You should mark your calendars now…oh, wait, you’re all godless neodarwinist stooges, so you’ve already got Darwin Day colored in with circles and arrows and hearts. OK, so you should add an annotation if you live somewhere near Minneapolis, because the Bell Museum is sponsoring a special Darwin Day Cafe Scientifique, which will combine art and science to tell the story of evolution.

LIFE: A Journey Through Time
North American Premiere /Darwin Day Opening Event
Thursday, February 12, 2009, 7 to 9 p.m.
Bell Museum Auditorium
$10/ free to museum members and University students

Celebrate the 200th anniversary of Charles Darwin’s birthday with a special preview of LIFE: A Journey Through Time. The event will feature top University biologists using Lanting’s photographs as a springboard to deliver a rapid-fire presentations relating their research on evolution to the images. From the big bang to the human genome, hear the newest theories on how life evolved and enjoy the North American premiere of one the world’s most celebrated photography exhibits. Think speed-dating – Darwin-style!

This event is also the premier of an exhibit of a stunning collection of nature photography. You should go to that, too.

LIFE: A Journey Through Time
February 14 – April 12, 2009

The University of Minnesota Bell Museum of Natural History is proud to host the North American premier of this internationally acclaimed exhibit. LIFE: A Journey Through Time, interprets the evolution of life on Earth through photographer Frans Lanting. Lanting’s lyrical photos trace Earth’s history from the beginnings of primordial life to the ascent of mammals through otherworldly landscapes and breathtakingly intimate portraits of animals and plants engaged in million-year-old rituals. Many of the exhibit’s 62 photographs are matched with real animal, fossil, and plant specimens from the Bell Museum’s collection.
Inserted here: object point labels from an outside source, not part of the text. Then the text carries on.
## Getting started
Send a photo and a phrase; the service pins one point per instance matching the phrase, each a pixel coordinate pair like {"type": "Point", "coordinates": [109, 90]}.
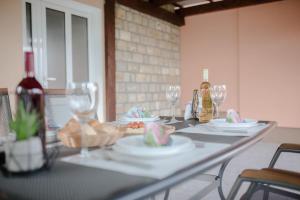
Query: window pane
{"type": "Point", "coordinates": [56, 48]}
{"type": "Point", "coordinates": [28, 25]}
{"type": "Point", "coordinates": [80, 49]}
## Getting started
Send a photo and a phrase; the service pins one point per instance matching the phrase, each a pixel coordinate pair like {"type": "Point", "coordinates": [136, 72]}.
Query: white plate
{"type": "Point", "coordinates": [221, 123]}
{"type": "Point", "coordinates": [132, 119]}
{"type": "Point", "coordinates": [135, 146]}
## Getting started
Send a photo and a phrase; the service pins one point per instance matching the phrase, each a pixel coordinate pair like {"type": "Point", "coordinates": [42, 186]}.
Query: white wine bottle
{"type": "Point", "coordinates": [207, 106]}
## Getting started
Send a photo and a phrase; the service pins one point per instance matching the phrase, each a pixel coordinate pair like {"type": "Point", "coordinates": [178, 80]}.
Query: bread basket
{"type": "Point", "coordinates": [94, 134]}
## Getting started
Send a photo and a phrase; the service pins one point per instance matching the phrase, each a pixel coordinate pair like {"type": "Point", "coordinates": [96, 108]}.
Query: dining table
{"type": "Point", "coordinates": [65, 180]}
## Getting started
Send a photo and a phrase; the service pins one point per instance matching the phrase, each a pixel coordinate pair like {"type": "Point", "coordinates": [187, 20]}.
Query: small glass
{"type": "Point", "coordinates": [83, 102]}
{"type": "Point", "coordinates": [172, 95]}
{"type": "Point", "coordinates": [218, 94]}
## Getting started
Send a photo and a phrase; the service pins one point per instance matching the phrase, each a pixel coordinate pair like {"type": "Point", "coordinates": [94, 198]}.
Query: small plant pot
{"type": "Point", "coordinates": [24, 156]}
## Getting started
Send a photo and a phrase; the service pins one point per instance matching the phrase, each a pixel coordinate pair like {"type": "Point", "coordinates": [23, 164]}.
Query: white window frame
{"type": "Point", "coordinates": [95, 18]}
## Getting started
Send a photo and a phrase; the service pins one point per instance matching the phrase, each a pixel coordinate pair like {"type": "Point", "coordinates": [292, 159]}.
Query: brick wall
{"type": "Point", "coordinates": [147, 61]}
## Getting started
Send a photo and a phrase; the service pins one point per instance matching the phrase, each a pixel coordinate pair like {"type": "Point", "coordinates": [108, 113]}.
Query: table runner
{"type": "Point", "coordinates": [208, 130]}
{"type": "Point", "coordinates": [154, 168]}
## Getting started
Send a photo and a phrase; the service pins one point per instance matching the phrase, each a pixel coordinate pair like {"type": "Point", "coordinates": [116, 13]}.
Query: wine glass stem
{"type": "Point", "coordinates": [84, 152]}
{"type": "Point", "coordinates": [217, 111]}
{"type": "Point", "coordinates": [173, 111]}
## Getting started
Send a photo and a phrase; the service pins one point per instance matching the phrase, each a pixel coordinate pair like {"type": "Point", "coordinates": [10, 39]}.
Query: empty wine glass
{"type": "Point", "coordinates": [218, 95]}
{"type": "Point", "coordinates": [172, 95]}
{"type": "Point", "coordinates": [83, 103]}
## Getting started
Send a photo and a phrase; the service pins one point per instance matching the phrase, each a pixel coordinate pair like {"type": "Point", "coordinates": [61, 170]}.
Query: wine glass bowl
{"type": "Point", "coordinates": [173, 94]}
{"type": "Point", "coordinates": [83, 99]}
{"type": "Point", "coordinates": [218, 94]}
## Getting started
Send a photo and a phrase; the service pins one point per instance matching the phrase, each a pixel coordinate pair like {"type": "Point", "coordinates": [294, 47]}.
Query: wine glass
{"type": "Point", "coordinates": [218, 95]}
{"type": "Point", "coordinates": [172, 95]}
{"type": "Point", "coordinates": [83, 103]}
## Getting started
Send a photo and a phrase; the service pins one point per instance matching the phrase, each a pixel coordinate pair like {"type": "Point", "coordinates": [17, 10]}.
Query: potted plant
{"type": "Point", "coordinates": [25, 153]}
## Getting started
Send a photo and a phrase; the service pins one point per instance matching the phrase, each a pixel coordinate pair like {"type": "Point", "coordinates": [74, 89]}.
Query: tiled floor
{"type": "Point", "coordinates": [257, 157]}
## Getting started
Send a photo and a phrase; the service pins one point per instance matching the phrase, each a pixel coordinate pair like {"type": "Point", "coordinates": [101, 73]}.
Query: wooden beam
{"type": "Point", "coordinates": [164, 2]}
{"type": "Point", "coordinates": [154, 11]}
{"type": "Point", "coordinates": [110, 63]}
{"type": "Point", "coordinates": [222, 5]}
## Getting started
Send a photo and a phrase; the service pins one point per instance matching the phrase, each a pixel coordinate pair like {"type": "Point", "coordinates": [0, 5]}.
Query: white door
{"type": "Point", "coordinates": [67, 41]}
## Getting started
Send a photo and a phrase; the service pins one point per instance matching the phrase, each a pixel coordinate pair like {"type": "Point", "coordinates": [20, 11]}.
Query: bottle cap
{"type": "Point", "coordinates": [29, 62]}
{"type": "Point", "coordinates": [205, 74]}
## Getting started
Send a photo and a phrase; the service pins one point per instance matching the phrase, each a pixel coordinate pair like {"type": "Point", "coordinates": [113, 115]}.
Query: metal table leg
{"type": "Point", "coordinates": [220, 178]}
{"type": "Point", "coordinates": [166, 197]}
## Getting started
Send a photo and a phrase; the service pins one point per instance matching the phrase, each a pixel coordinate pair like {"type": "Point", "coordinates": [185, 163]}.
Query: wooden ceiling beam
{"type": "Point", "coordinates": [153, 10]}
{"type": "Point", "coordinates": [222, 5]}
{"type": "Point", "coordinates": [164, 2]}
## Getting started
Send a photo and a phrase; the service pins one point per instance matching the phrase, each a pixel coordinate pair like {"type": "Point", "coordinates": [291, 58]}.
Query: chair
{"type": "Point", "coordinates": [5, 112]}
{"type": "Point", "coordinates": [278, 182]}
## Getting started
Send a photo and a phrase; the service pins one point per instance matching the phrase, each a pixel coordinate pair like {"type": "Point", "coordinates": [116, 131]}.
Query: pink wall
{"type": "Point", "coordinates": [255, 51]}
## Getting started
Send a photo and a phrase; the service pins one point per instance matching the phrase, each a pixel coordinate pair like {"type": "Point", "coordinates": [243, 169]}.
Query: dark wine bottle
{"type": "Point", "coordinates": [31, 93]}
Born in the Netherlands, Lanting serves on the National Council of the World Wildlife Fund and is a columnist for Outdoor Photographer and has received the BBC Wildlife Magazine’s Wildlife Photographer of the Year Award and the Sierra Club’s Ansel Adams Award for Conservation Photography.

One other special feature is that the speakers (I’m one of them) are going to present in Pecha Kucha style. This could be interesting, too.

Pecha Kucha (usually pronounced in three syllables like “peh-chach-ka”) was started in Tokyo, Japan in February 2003 by Astrid Klein and Mark Dytham as a designers’ show and tell event to attract more people to SuperDeluxe, their multi-media experimental event space they had set up in Roppongi.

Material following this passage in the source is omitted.